= Anticharter =

1977 pro-Communist signature campaign in Czechoslovakia

The Anticharter (Czech/Slovak: Anticharta or officially, Za nové tvůrčí činy ve jménu socialismu a míru / Za nové tvorivé činy v mene socializmu a mieru [For New Creative Actions in the Name of Socialism and Peace]) was the 1977 reaction of the Communist Czechoslovak ruling power under Gustáv Husák, combined with a signature campaign by prominent cultural figures, condemning Charter 77, a civic initiative drawn up by Václav Havel and Pavel Kohout, among others, in 1976.

==Background==
===Charter 77===

In 1976, a number of individuals from the artistic scene, including Jiří Němec, Václav Benda, Ladislav Hejdánek, Václav Havel, Jan Patočka, Zdeněk Mlynář, Jiří Hájek, Martin Palouš, Pavel Kohout, and Ladislav Lis put together a document critical of the Communist government, titled Charter 77, partly in response to the arrest of the rock band Plastic People of the Universe. Signatures were gathered, and the document was published on 6 January 1977. It was disseminated illegally within Czechoslovakia, and several international newspapers published the full text of the document. Government retaliation was swift and included dismissal from work, denial of educational opportunities for children of signatories, forced exile, loss of citizenship, and imprisonment.

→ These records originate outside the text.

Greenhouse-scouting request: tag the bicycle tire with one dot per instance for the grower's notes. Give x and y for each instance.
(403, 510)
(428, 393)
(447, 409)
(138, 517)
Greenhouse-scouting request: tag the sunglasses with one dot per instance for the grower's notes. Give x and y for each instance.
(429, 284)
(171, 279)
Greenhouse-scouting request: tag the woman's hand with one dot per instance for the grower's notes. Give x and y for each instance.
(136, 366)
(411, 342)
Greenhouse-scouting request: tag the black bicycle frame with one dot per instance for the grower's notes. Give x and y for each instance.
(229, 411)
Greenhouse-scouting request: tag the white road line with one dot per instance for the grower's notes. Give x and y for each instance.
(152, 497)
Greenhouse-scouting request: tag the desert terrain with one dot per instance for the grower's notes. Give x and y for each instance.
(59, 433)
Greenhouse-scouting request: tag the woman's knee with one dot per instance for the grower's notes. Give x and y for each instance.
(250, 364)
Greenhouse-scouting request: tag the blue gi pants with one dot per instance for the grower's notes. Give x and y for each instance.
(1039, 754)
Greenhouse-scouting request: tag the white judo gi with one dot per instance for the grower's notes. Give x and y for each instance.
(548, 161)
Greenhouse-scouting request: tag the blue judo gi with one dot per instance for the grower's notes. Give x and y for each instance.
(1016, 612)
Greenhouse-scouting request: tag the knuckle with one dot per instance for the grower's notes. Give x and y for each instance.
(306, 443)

===Government response to Charter 77—Anticharter===
On 12 January 1977, the daily Rudé právo newspaper published an article under the title Ztroskotanci a samozvanci (The Wayward and the Self-Righteous), defaming the text of Charter 77, and on 28 January, national artists, actors, and other cultural personalities were invited to the National Theatre in Prague. At the rally, actress Jiřina Švorcová read the call "Calling up Czechoslovak art union committees" (Czech: Provolání československých výborů uměleckých svazů), expressing loyalty to the communist regime, which wanted, among other things, to legitimize the persecution of Charter 77 signatories and discourage further similar declarations. In the following days, the Anticharter was signed by a number of leading artists of the Czechoslovak Socialist Republic. The list of signatories was published by Rudé právo on 30 January. A similar gathering was held on 4 February 1977 at Prague's Music Theatre, where the statement was read by singer Eva Pilarová. According to the Institute for the Study of Totalitarian Regimes (formed in 2007), over 7,000 artists added their name to the initiative.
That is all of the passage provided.